The Delhi High Court in its decision on 10 August 2010, in Alok Kumar v. State & Anr while dealing with the validity of live-in relationship held that "‘Live-in relationship’ is a walk-in and walk-out relationship. There are no strings attached to this relationship, neither this relationship creates any legal bond between the parties. It is a contract of living together which is renewed every day by the parties and can be terminated by either of the parties without the consent of the other party and one party can walk out at will at any time." (Para 6)

The Supreme Court in the case of D. Velusamy v.D. Patchaiammal held that a ‘relationship in the nature of marriage’ under the 2005 Act must also fulfill the following criteria:
(a) The couple must hold themselves out to society as being akin to spouses.
(b) They must be of legal age to marry.
(c) They must be otherwise qualified to enter into a legal marriage, including being unmarried.
(d) They must have voluntarily cohabited and held themselves out to the world as being akin to spouses for a significant period of time, and in addition, the parties must have lived together in a ‘shared household’ as defined in Section 2(s) of the Act. Merely spending weekends together or a one-night stand would not make it a ‘domestic relationship’. It also held that if a man has a ‘keep’ whom he maintains financially and uses mainly for sexual purpose and/or as a servant it would not, in our opinion, be a relationship in the nature of marriage’.

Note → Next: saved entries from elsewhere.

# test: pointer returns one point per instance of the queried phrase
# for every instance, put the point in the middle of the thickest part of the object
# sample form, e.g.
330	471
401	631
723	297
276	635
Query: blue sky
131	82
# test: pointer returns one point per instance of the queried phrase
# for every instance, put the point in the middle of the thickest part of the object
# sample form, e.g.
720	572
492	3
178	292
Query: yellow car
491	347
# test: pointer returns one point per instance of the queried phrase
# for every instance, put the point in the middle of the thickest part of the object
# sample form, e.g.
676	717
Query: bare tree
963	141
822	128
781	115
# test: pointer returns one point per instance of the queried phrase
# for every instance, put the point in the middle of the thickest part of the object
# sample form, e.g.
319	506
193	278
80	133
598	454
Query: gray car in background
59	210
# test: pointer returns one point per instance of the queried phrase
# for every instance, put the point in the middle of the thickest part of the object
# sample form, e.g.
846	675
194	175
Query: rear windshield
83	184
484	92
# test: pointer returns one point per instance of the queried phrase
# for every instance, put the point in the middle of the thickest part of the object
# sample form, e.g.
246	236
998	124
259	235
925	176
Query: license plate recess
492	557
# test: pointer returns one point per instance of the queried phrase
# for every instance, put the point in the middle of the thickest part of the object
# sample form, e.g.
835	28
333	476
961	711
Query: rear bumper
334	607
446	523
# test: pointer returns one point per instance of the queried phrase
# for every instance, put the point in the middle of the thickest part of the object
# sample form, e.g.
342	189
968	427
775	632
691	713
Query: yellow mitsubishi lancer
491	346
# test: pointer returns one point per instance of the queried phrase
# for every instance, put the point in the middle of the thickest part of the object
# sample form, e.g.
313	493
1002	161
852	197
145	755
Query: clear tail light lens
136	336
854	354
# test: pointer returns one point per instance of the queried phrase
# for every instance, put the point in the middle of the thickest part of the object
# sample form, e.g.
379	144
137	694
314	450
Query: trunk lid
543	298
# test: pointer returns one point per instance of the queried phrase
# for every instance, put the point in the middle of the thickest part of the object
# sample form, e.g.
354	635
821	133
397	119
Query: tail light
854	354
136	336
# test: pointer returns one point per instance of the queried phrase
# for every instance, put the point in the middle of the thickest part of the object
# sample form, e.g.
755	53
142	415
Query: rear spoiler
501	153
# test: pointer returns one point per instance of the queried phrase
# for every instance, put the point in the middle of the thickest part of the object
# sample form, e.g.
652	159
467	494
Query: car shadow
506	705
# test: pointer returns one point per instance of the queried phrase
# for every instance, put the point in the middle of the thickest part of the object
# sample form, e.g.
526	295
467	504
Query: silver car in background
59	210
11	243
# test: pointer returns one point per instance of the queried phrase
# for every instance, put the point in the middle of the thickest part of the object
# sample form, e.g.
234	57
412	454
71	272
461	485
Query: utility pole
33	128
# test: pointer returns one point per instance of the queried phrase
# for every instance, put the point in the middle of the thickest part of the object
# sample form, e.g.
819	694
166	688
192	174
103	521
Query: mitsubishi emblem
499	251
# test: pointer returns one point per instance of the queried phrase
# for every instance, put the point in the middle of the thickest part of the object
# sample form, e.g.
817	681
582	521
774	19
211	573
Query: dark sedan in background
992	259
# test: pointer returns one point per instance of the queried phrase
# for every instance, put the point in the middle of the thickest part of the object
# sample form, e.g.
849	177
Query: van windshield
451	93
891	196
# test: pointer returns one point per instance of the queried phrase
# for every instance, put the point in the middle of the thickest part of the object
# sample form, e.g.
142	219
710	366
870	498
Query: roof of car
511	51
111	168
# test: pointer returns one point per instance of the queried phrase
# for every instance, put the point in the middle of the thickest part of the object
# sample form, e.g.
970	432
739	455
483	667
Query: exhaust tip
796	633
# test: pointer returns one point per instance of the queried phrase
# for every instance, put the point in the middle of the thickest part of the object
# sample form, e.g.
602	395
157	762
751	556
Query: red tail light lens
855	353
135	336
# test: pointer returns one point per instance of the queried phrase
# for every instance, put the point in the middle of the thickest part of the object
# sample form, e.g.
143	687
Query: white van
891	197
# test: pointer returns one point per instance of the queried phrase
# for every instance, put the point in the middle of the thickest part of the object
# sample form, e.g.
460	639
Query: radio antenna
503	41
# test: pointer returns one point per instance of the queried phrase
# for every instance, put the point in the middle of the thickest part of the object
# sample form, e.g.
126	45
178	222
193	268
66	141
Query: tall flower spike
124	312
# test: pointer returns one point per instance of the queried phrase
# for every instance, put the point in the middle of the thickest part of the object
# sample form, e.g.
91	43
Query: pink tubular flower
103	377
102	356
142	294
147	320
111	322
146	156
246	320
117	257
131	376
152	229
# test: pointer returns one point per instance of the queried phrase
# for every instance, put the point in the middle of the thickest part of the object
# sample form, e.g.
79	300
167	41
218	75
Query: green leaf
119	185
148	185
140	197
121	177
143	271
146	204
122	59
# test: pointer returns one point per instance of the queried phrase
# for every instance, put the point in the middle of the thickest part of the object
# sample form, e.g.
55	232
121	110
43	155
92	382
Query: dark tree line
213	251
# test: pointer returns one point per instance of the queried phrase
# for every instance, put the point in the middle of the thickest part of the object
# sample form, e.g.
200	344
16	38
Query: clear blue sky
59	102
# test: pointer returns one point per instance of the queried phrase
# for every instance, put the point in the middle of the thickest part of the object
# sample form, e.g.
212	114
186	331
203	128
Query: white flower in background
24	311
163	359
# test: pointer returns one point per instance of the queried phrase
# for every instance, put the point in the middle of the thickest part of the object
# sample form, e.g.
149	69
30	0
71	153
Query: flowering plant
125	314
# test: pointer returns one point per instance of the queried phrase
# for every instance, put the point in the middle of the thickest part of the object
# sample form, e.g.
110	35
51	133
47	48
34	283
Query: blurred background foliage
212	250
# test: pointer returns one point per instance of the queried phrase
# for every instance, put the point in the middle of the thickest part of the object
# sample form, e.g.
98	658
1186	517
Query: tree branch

On a notable context, though cohabitation is made legal in India, it is still a subject of taboo in many parts. Patriarchy is deeply entrenched while the courts and society promote the monolithic view of a family and this needs to transform. Such couples have sometimes faced threats from the outer circle and their families concerned to an alarming state of being. For example: in 2016, a Mumbai-based live-in couple committed suicide after their family opposed their marriage in Andheri east area of the city.
One of the most notable books written in contemporary Indian English regarding the aforementioned subject is in 2014 by Kajol Aikat called Unsocial Amigos, which is about how two young adults go in a live-in relationship in an Indian semi-urban socio-economic setup and its rooted consequences upon the grounds of moral policing.